Connected to the above project are two related studies.  One explores the ways that the medical profession understood heart disease in the period between 1950 and 1970.  While constructed primarily as a health problem for men, there is no question that this was a gendered issue.   As such, I am exploring the ways that the medical profession in Canada and the United States discussed heart disease in professional medical journals and comparing the ways that heart disease was discussed in popular culture, paying particular attention to advertisements for health products to manage the symptoms of the “Type A” man.[3]  The other project will explore this phenomenon from a transnational perspective as I will work with Dr. Antje Kampf, who is at Universitätsmedizin der Johannes Gutenberg-Universität Mainz.  We will compare preventative campaigns that were undertaken in key eras (i.e. WWI and WWII) to understand the history of heart disease in Canada and Germany.

The other masculinity project that I am working on (“Science or Sin?: Medical and Religious Prescriptions of Masculinity for Youth in Mid-Twentieth Century Canada”) deals with the ways that the medical profession in Canada has played an important role in defining and regulating gender and sexuality. In matters related to reproduction (childbirth, birth control and abortion), the medical discourse has been at the heart of determining appropriate roles for women.

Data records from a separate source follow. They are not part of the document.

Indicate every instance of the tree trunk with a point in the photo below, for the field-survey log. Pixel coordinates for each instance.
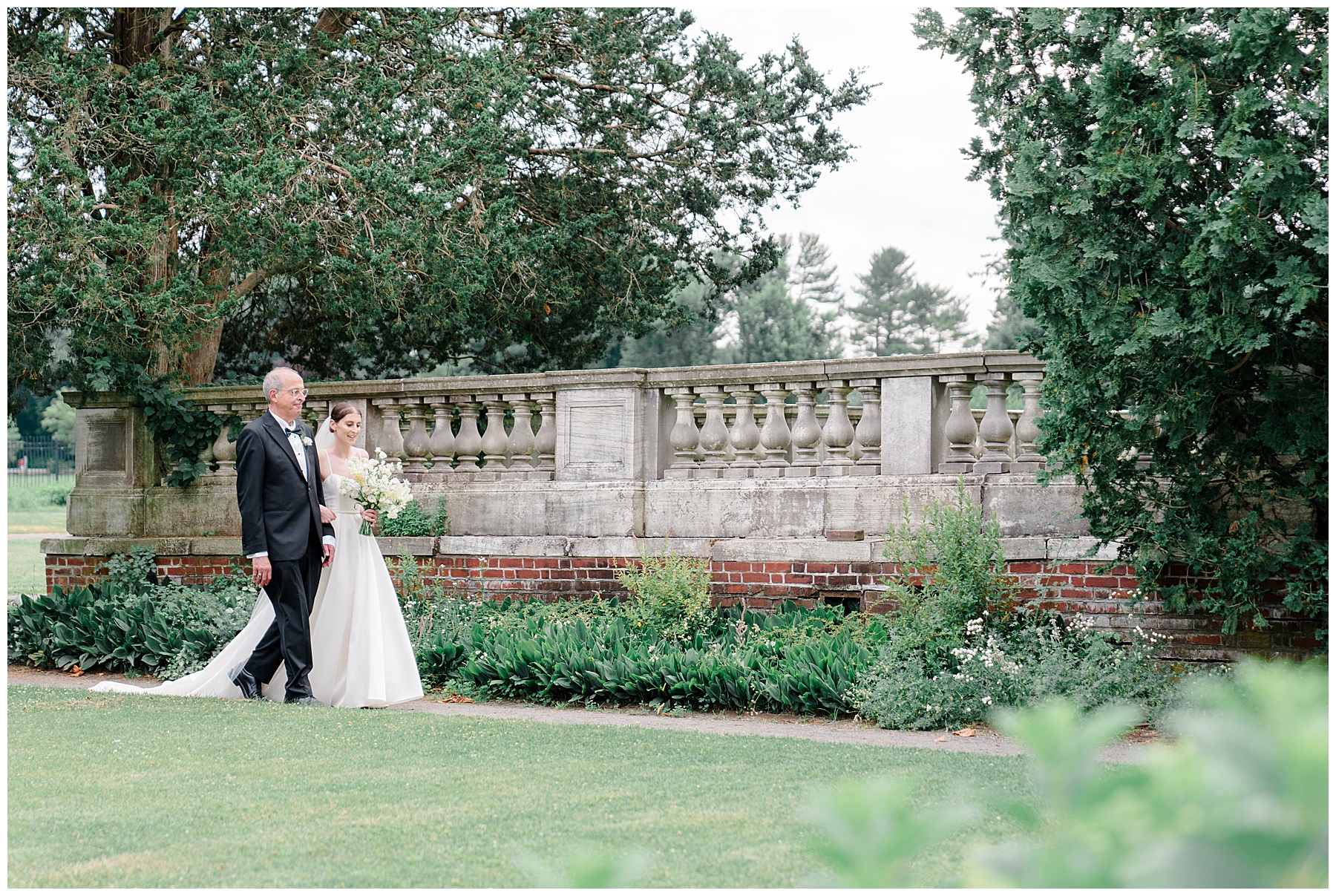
(198, 364)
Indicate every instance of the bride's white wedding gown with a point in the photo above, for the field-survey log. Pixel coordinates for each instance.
(361, 655)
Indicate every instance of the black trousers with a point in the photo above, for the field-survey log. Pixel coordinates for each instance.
(292, 590)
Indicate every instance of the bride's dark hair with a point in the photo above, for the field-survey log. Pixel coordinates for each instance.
(342, 411)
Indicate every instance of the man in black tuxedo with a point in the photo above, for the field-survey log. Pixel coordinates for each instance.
(280, 493)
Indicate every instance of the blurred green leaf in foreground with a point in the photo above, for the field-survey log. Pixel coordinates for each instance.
(1239, 800)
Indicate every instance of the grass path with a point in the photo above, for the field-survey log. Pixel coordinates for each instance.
(123, 791)
(26, 561)
(27, 566)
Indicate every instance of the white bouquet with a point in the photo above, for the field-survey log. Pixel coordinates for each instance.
(370, 483)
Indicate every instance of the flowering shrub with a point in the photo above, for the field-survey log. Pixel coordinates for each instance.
(948, 661)
(671, 595)
(1013, 660)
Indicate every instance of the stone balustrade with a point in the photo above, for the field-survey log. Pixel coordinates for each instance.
(574, 451)
(739, 421)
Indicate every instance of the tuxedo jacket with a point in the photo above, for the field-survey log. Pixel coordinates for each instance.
(281, 511)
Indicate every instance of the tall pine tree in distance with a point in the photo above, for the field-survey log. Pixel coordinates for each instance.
(774, 324)
(814, 277)
(900, 315)
(1009, 327)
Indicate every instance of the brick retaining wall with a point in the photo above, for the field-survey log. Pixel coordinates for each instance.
(1067, 586)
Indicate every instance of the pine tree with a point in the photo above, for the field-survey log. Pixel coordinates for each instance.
(814, 277)
(1009, 329)
(688, 344)
(901, 315)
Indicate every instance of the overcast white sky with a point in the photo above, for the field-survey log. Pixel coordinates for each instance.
(906, 186)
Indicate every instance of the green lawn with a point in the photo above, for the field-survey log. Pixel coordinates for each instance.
(122, 791)
(36, 521)
(27, 566)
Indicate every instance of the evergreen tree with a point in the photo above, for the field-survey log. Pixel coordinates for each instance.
(1009, 329)
(900, 315)
(687, 344)
(775, 325)
(814, 278)
(394, 186)
(1162, 179)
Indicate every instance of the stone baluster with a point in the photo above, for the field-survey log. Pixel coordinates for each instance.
(838, 433)
(392, 438)
(868, 431)
(546, 441)
(774, 434)
(468, 444)
(961, 429)
(442, 439)
(714, 434)
(684, 436)
(995, 429)
(225, 451)
(1028, 460)
(744, 434)
(521, 437)
(855, 451)
(494, 439)
(806, 433)
(417, 444)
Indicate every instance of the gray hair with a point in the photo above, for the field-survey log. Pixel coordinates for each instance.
(274, 379)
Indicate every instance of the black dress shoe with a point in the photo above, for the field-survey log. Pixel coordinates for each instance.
(246, 681)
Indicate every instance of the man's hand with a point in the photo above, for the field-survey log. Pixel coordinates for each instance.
(261, 572)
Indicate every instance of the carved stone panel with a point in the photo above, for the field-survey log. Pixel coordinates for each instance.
(595, 438)
(108, 448)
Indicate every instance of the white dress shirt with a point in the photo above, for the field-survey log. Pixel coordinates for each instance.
(294, 439)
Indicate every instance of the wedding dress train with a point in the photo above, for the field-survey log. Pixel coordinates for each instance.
(360, 647)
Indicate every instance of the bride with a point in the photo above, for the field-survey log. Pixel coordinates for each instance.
(361, 655)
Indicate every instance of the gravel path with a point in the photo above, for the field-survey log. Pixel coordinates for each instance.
(724, 723)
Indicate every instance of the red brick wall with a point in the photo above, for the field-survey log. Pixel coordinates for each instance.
(79, 570)
(1069, 588)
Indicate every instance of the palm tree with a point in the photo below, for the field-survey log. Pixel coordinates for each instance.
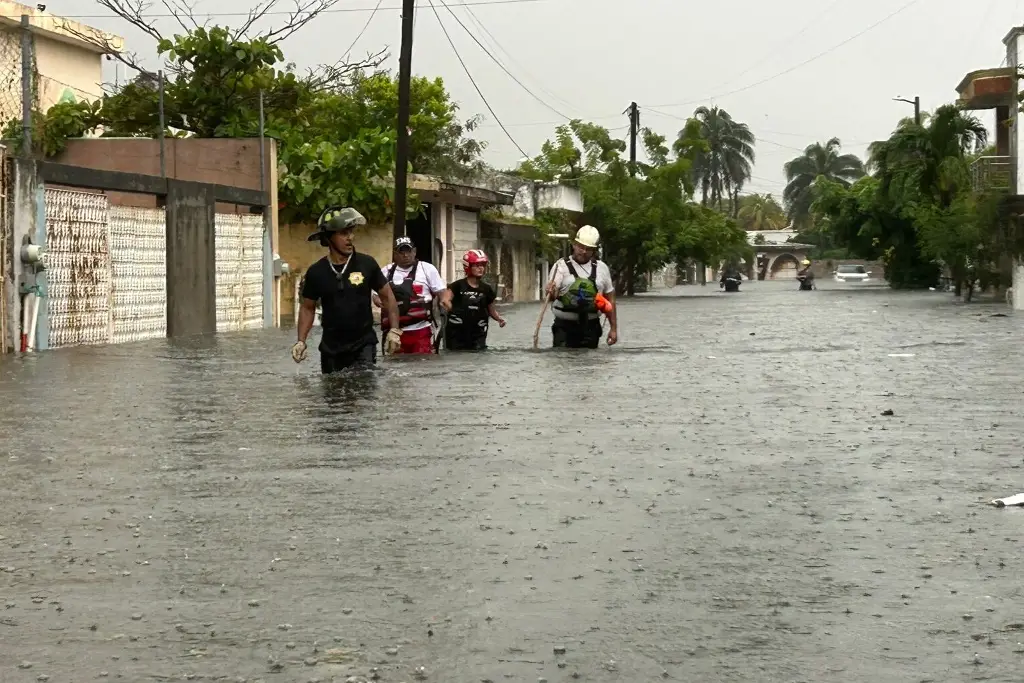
(761, 212)
(818, 161)
(722, 168)
(932, 159)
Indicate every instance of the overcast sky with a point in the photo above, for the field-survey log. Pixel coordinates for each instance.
(795, 71)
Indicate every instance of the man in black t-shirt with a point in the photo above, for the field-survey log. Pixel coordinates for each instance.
(472, 306)
(341, 283)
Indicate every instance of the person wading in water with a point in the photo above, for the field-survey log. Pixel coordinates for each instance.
(414, 284)
(579, 287)
(472, 305)
(342, 283)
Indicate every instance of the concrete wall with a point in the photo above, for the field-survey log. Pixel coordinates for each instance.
(232, 162)
(67, 66)
(67, 72)
(192, 295)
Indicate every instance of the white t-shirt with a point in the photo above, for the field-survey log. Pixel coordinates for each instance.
(428, 283)
(564, 280)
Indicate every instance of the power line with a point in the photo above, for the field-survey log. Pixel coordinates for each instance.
(817, 56)
(472, 80)
(364, 30)
(787, 42)
(333, 10)
(497, 61)
(475, 19)
(559, 123)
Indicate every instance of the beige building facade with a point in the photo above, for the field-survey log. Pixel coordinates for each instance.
(69, 59)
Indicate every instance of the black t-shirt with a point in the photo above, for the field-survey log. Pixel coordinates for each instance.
(469, 304)
(343, 292)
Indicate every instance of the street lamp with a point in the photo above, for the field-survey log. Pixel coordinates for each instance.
(916, 107)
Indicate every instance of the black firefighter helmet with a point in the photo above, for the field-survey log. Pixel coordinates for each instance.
(335, 219)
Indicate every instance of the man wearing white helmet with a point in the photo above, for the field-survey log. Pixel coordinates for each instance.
(581, 289)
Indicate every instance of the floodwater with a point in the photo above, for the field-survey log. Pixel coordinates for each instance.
(719, 498)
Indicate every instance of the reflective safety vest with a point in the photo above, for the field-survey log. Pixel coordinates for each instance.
(582, 295)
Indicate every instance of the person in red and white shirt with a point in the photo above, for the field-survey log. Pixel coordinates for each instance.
(415, 285)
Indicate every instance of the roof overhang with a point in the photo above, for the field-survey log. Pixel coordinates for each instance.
(987, 88)
(59, 29)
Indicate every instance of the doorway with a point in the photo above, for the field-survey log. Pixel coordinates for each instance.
(421, 229)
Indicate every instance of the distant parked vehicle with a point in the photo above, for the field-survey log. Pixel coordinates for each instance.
(851, 273)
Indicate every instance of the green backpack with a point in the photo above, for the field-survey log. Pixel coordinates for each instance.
(582, 295)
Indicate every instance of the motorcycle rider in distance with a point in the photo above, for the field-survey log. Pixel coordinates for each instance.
(806, 275)
(730, 278)
(472, 305)
(580, 287)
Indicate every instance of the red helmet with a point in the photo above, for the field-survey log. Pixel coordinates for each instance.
(473, 257)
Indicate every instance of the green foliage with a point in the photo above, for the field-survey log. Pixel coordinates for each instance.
(761, 212)
(645, 221)
(818, 163)
(920, 212)
(50, 131)
(723, 163)
(336, 129)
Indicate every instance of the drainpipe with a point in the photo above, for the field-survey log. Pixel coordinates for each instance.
(32, 257)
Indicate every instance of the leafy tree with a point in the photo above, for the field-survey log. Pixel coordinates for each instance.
(761, 212)
(802, 173)
(335, 126)
(725, 164)
(647, 220)
(921, 210)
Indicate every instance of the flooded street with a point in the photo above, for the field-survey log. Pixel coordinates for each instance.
(718, 498)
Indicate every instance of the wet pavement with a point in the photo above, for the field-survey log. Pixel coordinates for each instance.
(719, 498)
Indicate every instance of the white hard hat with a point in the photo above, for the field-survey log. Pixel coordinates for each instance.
(588, 237)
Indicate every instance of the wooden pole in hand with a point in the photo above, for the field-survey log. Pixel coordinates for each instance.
(544, 309)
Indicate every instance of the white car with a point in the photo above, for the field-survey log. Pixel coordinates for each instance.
(851, 273)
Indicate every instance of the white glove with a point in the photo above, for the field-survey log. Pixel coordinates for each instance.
(392, 343)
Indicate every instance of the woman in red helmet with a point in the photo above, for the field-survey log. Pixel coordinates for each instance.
(472, 306)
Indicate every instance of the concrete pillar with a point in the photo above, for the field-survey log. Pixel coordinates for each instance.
(1015, 50)
(269, 283)
(192, 267)
(27, 212)
(1003, 131)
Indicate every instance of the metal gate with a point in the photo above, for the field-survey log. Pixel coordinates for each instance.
(240, 271)
(78, 263)
(138, 261)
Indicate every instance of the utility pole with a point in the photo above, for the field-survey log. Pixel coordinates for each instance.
(634, 114)
(27, 73)
(916, 107)
(401, 151)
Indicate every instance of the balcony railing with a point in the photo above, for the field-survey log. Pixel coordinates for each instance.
(993, 173)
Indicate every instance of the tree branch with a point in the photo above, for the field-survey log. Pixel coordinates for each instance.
(338, 76)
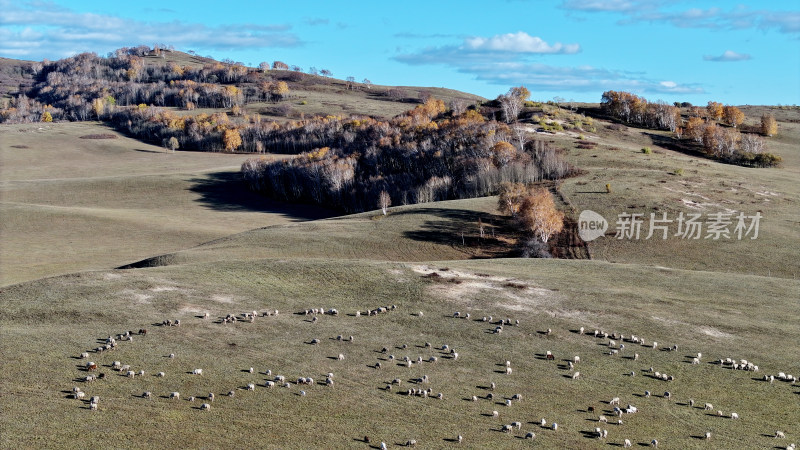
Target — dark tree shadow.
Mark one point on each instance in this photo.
(226, 191)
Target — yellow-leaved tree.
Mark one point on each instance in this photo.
(538, 213)
(769, 126)
(231, 139)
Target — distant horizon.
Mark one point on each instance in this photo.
(675, 51)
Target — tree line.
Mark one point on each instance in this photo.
(715, 129)
(426, 154)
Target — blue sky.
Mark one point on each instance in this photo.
(734, 52)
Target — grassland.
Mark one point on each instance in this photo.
(721, 315)
(70, 204)
(72, 216)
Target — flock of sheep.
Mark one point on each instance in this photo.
(615, 345)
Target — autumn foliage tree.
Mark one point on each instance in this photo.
(769, 126)
(533, 207)
(714, 111)
(384, 201)
(733, 116)
(231, 139)
(538, 214)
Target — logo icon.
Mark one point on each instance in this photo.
(591, 225)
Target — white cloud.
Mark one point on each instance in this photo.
(739, 17)
(43, 29)
(519, 42)
(727, 56)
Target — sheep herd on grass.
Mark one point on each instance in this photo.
(615, 343)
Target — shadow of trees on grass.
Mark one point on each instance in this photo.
(225, 191)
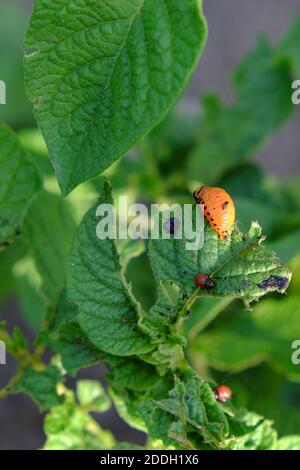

However, we know much less about how the medical profession has constructed masculinity in mid-twentieth century Canada and how that medical discourse has been reproduced in other contexts. Chris O’Shea has explored the connection between medical science and home-health advice literature in Canada between 1870 and 1914 and notes that the early advice literature drew heavily on the medicalization of masculinity and male disease. However, many religious advice manuals were also published in the mid-twentieth century. Did medical science continue to play an important role in the Christian view of masculinity in this period? How was the medical discourse on masculinity “reproduced” in these advice manuals? This paper explores the connections and differences between the discourses of medical science and Christianity for Canadian youth in this period. The advice literature was presented as “scientific,” yet the prescriptions in advice manuals for young Canadian men harkened back to the late nineteenth and early twentieth centuries. At the same time the medical discourse on masculinity expanded its focus on male disease. These differences in the medical and religious discourses point to the paradox that exists between the prescriptions of masculinity in this period – a contradiction that was at times difficult for Canadian youth to navigate.  I anticipate that this work will appear in my co-edited collection (with Wendy Mitchinson and Barbara Brookes), Gender and Health: Histories.

 


[1] Rosenfeld, Dana and Christoper A. Faircloth, Medicalized Masculinities, Philadephia: Temple University Press, 2006, p. 1.

[2] Ibid., p. 9.

[3] I am drawing on the work of Elianne Riska here.  See “From Type A man to the hardy man: masculinity and health,” Sociology of Health & Illness, 24, 3 (2002).